Pas la peine de faire tout un pataquès sur la remigration en convoquant le retour des années trente, Adolf Hitler, Vladimir Poutine ou les-heures-les-plus-sombres-de-notre histoire. La remigration, ça n’est jamais qu’un mélange audacieux d’Aimé Césaire et de Charles Pasqua. Aimé Césaire parce qu’il est l’auteur du Cahier d’un retour au pays natal, manifeste barrésien de la négritude et du Black Power identitaire. Et Charles Pasqua parce qu’il a inventé les charters « back to bled » !
Les plus jeunes n’ont pas connu Pasqua et pourtant ils l’auraient adoré. C’était un bestiau politique comme on n’en fait plus, avec un sourire de canasson à soulever les foules d’hilarité, des faux airs de Fernandel qui aurait fait une apparition dans Le gendarme de Saint-Tropez, pourvu d’un assortiment inépuisable d’histoires drôles et d’anecdotes croustillantes, le tout servi avé un accaing dont il jouait comme d’un trombone dans une œuvre de musique de chambre, fût-elle une chambre haute, où il a siégé quasiment toute sa vie. Il était né pour barbouzer et il a barbouzé dans tous les avatars du RPF : UNR, UDR, RPR. Il s’est arrêté à l’UMP. C’était trop pour lui.

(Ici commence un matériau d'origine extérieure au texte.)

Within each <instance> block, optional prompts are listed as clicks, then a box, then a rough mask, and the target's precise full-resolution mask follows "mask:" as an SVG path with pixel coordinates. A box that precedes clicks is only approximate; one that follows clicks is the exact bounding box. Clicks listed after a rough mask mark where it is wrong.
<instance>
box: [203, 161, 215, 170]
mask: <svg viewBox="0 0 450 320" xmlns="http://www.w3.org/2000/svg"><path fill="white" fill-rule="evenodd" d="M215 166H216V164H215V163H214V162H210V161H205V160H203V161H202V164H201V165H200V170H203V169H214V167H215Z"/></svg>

Pas un mauvais coup où il ait fourré son nez. Il valait mieux l’avoir avec soi que contre soi. Mais impossible de lui en vouloir. C’était le roi des punchlines couillues, une sorte de youtuber d’avant l’ère des youtubers. Plus un génie du verve que du verbe. Il chantait juste et parlait faux, ou l’inverse.
La remigration en classe économique
C’est lui qui a inventé la formule Paris-Dakar aller simple en charter, bref la remigration en classe économique. Il plaçait les clandestins dans des avions en tamponnant sur l’étiquette des bagages : retour à l’expéditeur. Roissy-Conakry. Zou, et on n’en parle plus. Malheureusement on ne parlait plus que de cela. Les socialo-communistes en tête – c’est ainsi qu’on les appelait en cette année 1986 où Mitterrand était à l’Élysée, Chirac à Matignon et Pasqua place Beauvau – qui lançaient l’habituelle ritournelle du fascisme. À la fin, tout le monde lâchait Pasqua, jusqu’à Pasqua le mou qui lâchait Pasqua le dur.
Alors, mission impossible, la remigration ? Si un type comme Pasqua, qui aurait pourtant vendu des lunettes à un aveugle, n’est pas parvenu à le faire, qui le fera ? « Mes détracteurs, blaguait-il, ont commencé à s’opposer aux charters. La police de l’air a négocié avec la SNCF, on a parlé de train de la honte. Si on décidait d’utiliser les bateaux, on évoquerait l’Exodus. Il ne nous reste donc, en réalité, que l’autobus ou le vélo ! » Sache-le, Éric : il ne nous reste que l’autobus et le vélo. Je sais bien qu’ils sont désormais électriques, mais quand même ça en fait un paquet à fabriquer ! Il faudrait peut-être veiller à ce que les usines de bicyclettes soient implantées en Afrique : ainsi ceux qui rentreraient au pays y trouveraient un travail qui permettrait à d’autres de faire la même chose qu’eux dans une jolie boucle de rétroaction. La remigration apparaîtrait pour ce qu’elle est réellement : un cercle vertueux. Comme une saine relocalisation des activités humaines.